For the education plot, in clusters 0 and 1, there is a lower frequency of 'primary' education and a higher frequency of 'secondary' and 'tertiary' compared to cluster 2. However, cluster 0 has a higher density in 'secondary' compared to cluster 1, while cluster 1 has a higher density in 'tertiary'.
On the other hand, cluster 2 shows the highest density for 'primary' education.

In conclusion, we can observe that observations with the job 'retired' are more likely to belong to cluster 2, meaning they have lower or intermediate education (primary or secondary).

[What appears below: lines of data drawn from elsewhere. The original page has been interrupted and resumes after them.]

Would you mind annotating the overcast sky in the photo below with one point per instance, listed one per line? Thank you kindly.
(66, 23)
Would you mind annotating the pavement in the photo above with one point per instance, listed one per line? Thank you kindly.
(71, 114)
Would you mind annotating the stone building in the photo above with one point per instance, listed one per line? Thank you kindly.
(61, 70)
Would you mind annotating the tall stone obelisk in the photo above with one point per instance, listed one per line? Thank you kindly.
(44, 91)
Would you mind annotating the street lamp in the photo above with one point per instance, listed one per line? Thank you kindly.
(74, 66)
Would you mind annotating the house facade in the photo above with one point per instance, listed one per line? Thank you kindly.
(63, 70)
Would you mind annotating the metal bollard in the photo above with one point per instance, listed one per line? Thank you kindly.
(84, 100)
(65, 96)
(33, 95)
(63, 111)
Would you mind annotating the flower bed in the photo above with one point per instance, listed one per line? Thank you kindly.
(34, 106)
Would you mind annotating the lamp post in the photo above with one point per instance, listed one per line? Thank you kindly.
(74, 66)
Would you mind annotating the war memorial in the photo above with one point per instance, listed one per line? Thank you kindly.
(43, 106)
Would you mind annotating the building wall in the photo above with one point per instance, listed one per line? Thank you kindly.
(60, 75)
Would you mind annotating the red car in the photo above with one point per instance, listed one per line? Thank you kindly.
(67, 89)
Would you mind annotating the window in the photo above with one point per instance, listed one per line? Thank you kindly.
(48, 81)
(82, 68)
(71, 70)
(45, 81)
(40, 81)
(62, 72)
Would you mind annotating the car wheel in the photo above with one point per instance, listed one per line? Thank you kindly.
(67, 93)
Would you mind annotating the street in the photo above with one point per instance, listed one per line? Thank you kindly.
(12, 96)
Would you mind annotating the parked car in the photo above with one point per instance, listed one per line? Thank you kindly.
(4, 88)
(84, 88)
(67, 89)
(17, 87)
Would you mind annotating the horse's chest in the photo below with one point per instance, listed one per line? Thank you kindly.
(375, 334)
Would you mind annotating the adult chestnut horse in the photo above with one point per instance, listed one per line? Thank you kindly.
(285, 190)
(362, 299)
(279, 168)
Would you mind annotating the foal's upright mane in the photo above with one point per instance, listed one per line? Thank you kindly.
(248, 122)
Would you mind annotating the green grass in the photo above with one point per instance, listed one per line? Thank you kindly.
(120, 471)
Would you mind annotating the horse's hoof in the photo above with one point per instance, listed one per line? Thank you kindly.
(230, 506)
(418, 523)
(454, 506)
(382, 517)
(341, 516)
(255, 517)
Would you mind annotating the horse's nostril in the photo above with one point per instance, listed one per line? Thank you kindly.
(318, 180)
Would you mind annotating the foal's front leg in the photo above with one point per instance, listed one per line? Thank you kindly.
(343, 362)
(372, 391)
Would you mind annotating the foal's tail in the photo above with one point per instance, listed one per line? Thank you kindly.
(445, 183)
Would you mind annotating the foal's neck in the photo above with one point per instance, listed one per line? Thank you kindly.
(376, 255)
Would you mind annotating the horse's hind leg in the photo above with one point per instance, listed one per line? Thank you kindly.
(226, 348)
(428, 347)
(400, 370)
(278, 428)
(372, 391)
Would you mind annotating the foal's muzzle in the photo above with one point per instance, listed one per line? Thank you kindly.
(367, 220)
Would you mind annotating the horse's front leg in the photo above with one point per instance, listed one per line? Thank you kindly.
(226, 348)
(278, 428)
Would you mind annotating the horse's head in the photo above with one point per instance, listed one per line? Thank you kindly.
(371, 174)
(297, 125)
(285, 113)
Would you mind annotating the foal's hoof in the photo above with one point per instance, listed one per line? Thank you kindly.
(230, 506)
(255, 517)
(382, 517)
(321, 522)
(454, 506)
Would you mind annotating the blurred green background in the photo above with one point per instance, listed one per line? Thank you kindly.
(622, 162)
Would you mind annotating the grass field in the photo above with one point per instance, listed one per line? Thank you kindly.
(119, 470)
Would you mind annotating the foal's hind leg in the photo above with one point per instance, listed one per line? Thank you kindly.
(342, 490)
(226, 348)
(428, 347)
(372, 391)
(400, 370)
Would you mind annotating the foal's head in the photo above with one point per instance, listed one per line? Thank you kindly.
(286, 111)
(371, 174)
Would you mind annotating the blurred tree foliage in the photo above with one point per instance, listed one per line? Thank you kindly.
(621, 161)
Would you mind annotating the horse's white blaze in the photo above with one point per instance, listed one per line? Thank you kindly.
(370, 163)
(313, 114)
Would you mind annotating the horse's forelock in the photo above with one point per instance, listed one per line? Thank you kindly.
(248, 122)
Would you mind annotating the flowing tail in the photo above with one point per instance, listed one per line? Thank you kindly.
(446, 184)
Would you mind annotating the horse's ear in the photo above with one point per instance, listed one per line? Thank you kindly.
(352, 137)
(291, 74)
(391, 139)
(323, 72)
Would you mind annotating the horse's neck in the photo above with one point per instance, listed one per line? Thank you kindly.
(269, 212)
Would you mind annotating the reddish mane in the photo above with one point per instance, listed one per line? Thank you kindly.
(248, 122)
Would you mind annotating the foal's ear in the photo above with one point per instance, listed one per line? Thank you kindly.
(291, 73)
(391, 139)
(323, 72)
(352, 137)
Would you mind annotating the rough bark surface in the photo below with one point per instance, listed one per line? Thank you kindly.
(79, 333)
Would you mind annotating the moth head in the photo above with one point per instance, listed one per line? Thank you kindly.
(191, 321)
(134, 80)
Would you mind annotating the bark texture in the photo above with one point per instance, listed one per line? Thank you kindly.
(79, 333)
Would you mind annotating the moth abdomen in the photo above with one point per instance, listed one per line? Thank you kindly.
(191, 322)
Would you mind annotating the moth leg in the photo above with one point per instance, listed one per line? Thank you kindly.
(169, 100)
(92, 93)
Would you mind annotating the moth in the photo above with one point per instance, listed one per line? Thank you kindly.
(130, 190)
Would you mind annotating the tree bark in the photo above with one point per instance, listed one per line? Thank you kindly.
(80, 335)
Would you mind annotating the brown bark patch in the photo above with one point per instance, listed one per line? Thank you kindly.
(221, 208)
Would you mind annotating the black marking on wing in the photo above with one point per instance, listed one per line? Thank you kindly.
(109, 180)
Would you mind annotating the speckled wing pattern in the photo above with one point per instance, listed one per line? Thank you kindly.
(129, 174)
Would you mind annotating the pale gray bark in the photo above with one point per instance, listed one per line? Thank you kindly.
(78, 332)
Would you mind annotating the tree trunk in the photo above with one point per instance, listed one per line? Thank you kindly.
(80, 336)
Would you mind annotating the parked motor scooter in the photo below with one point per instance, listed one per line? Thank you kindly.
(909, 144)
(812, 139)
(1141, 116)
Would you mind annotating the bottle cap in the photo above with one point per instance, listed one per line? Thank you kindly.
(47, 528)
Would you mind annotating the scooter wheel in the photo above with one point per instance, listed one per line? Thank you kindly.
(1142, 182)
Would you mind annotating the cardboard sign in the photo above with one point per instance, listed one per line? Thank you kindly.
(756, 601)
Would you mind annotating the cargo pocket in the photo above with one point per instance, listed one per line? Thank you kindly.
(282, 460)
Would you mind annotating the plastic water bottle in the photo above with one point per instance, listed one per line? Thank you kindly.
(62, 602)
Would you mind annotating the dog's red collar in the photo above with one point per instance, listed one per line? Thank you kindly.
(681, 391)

The categories 'student' and 'technician' are more likely to belong to cluster 1, meaning they have more advanced education (secondary or tertiary), and finally, the 'blue-collar' category is more likely to belong to cluster 0, which has more intermediate education (mostly secondary, with a smaller difference between tertiary and primary).
It is worth noting that, except for cluster 2, the distinctions are not very significant, because, as stated in the previous exercise, the principal components are not able to explain much of the data's complexity.